El lugar de los administradores coloniales fue ocupado por pistoleros con pretensiones políticas educados en las universidades occidentales, que por entonces difundían el marxismo-leninismo como si se tratara de las ecuaciones newtonianas del movimiento aplicadas a la Historia. Era la hora del FLN argelino, de Castro, de Ho Chi Mihn, de Pol Pot, de Mengistu... y de Arafat.
La vía hacia la “liberación” era muy sencilla: se trataba —con armamento y asesoramiento soviéticos, principalmente— de cometer crueles masacres para provocar la reacción violenta e incontrolada del gobierno de la metrópoli. Después, con el apoyo de la prensa nacional e internacional —su principal aliada, a veces por ignorancia, las más por convicción— había que airear todo lo posible los excesos (reales o fingidos) cometidos por los gobiernos que les combatían, adobados convenientemente con proclamas y eslóganes sobre la liberación de los pueblos oprimidos por el “imperialismo”.
El FLN, Castro y Ho Chi Mihn triunfaron con esta “estrategia”. Mucho se ha escrito sobre las causas de su éxito, pero quizá la principal —y la menos analizada— ha sido la falta de voluntad y de convicción de los occidentales —los europeos principalmente— en la defensa de la única civilización que, con todas sus sombras, ha sido la única capaz de conjugar la libertad, la prosperidad y el respeto por la vida.

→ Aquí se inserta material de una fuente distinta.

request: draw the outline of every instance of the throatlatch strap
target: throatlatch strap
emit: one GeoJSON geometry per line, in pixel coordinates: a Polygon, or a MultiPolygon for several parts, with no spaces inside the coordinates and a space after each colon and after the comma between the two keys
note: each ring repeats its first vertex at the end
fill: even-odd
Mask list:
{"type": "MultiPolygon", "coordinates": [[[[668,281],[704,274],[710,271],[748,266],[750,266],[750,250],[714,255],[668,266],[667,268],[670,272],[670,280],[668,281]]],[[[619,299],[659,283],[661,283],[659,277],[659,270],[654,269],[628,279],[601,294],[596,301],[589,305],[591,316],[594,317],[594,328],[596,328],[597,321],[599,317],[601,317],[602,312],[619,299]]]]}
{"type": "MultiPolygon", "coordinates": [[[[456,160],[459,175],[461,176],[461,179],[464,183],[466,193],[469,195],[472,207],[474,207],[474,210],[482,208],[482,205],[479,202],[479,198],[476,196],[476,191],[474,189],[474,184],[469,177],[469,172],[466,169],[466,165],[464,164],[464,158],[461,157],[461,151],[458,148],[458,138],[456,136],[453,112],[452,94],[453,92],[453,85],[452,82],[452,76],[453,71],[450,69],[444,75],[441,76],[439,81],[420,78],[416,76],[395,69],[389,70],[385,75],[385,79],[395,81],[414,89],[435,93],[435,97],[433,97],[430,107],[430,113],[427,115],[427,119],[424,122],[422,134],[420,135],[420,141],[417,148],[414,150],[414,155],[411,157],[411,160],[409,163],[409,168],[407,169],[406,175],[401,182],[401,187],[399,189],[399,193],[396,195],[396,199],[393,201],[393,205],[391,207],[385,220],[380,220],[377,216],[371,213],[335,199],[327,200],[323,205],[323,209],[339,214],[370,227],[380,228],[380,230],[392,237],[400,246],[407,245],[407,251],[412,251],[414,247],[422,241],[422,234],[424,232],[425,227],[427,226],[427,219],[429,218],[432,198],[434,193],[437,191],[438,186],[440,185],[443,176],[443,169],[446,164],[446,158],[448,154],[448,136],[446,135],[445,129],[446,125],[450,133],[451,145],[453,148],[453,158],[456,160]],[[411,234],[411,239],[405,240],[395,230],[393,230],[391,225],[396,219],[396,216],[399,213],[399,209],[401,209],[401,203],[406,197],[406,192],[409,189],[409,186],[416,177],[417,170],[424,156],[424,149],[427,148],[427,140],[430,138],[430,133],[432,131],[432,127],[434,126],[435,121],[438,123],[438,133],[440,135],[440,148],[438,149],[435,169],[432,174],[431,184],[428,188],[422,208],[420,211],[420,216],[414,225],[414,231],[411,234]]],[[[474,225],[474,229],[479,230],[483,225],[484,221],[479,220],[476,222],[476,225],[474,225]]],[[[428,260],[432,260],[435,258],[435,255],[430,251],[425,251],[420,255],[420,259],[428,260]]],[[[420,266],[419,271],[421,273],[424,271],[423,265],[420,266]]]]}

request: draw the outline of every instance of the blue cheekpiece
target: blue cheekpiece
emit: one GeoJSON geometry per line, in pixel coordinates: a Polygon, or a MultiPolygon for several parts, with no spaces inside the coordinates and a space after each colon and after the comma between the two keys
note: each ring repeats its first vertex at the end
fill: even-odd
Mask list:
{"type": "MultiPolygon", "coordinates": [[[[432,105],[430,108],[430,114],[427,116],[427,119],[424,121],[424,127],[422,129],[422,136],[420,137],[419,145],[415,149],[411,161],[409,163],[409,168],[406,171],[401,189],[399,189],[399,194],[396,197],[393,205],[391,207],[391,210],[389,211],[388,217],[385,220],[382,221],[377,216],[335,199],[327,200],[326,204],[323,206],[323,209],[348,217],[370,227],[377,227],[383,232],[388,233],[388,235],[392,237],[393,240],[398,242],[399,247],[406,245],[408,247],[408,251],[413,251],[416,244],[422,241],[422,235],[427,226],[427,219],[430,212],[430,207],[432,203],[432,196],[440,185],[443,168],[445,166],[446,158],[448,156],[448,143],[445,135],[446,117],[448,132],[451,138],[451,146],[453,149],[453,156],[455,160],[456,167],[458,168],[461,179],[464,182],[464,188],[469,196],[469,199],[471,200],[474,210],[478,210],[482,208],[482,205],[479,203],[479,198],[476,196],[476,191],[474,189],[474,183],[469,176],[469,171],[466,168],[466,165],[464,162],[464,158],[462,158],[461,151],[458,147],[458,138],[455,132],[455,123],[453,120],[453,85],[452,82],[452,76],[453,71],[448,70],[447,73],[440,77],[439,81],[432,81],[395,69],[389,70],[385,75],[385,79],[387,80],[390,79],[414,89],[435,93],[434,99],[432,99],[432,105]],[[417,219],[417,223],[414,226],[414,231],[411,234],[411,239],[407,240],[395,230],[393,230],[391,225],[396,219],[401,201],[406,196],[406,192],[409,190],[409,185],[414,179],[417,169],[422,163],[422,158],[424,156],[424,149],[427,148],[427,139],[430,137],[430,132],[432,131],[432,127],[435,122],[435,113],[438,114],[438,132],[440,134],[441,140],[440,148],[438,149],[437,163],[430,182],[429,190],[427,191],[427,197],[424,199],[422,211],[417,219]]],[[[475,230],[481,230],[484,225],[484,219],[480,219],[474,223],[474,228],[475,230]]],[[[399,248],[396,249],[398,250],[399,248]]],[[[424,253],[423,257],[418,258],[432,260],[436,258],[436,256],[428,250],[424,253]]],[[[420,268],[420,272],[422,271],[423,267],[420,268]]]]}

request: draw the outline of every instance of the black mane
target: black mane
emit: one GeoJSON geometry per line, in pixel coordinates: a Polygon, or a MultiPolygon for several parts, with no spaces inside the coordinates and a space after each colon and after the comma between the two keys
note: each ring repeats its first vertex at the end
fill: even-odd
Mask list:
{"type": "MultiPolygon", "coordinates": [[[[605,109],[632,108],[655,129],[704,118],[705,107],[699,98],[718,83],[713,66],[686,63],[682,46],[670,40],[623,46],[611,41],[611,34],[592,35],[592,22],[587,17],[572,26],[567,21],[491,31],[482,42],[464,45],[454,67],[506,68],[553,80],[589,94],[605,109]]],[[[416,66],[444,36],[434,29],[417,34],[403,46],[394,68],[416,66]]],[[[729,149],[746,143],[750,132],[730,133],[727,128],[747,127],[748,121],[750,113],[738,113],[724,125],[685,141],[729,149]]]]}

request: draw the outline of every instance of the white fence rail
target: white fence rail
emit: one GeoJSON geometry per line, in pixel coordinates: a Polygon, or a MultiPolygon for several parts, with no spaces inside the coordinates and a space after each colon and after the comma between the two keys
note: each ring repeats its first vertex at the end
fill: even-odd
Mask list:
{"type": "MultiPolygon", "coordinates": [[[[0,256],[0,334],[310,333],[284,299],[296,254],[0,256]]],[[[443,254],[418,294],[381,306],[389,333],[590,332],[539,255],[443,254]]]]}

No sucedió así en el caso de Israel. Los hebreos no podían permitirse la opción de ceder ante la brutalidad y la infamia y marcharse de Palestina. Decidieron, con el apoyo de EEUU, quedarse y resistir ante un enemigo que les superaba con creces en número y efectivos, y que deseaba arrojarlos al mar por cualquier medio. Vencidos en tres guerras, los árabes recurrieron al modelo terrorista, que tan “buenos resultados” había dado en Argelia.
Pero pasados casi treinta años, y después de desaprovechar la única victoria relativa que le vino de la mano de Barak y Clinton hace ya casi dos años, Arafat ha perdido la partida. Las masacres indiscriminadas perpetradas por los terroristas palestinos, la propaganda antisemita y la franca hostilidad de la ONU, destinadas a minar la capacidad de resistencia y la integridad moral de los israelíes, han chocado frontalmente con su firme voluntad de defenderse y sobrevivir. La patética aparición teatral del Rais a la luz de una vela, dispuesto a morir como un “mártir”, mientras que los terroristas planean y perpetran nuevas masacres, produce una mezcla de risa, de vergüenza ajena y de repugnancia: muestra inequívocas de que Arafat se ha convertido en un sangriento anacronismo después del 11-S.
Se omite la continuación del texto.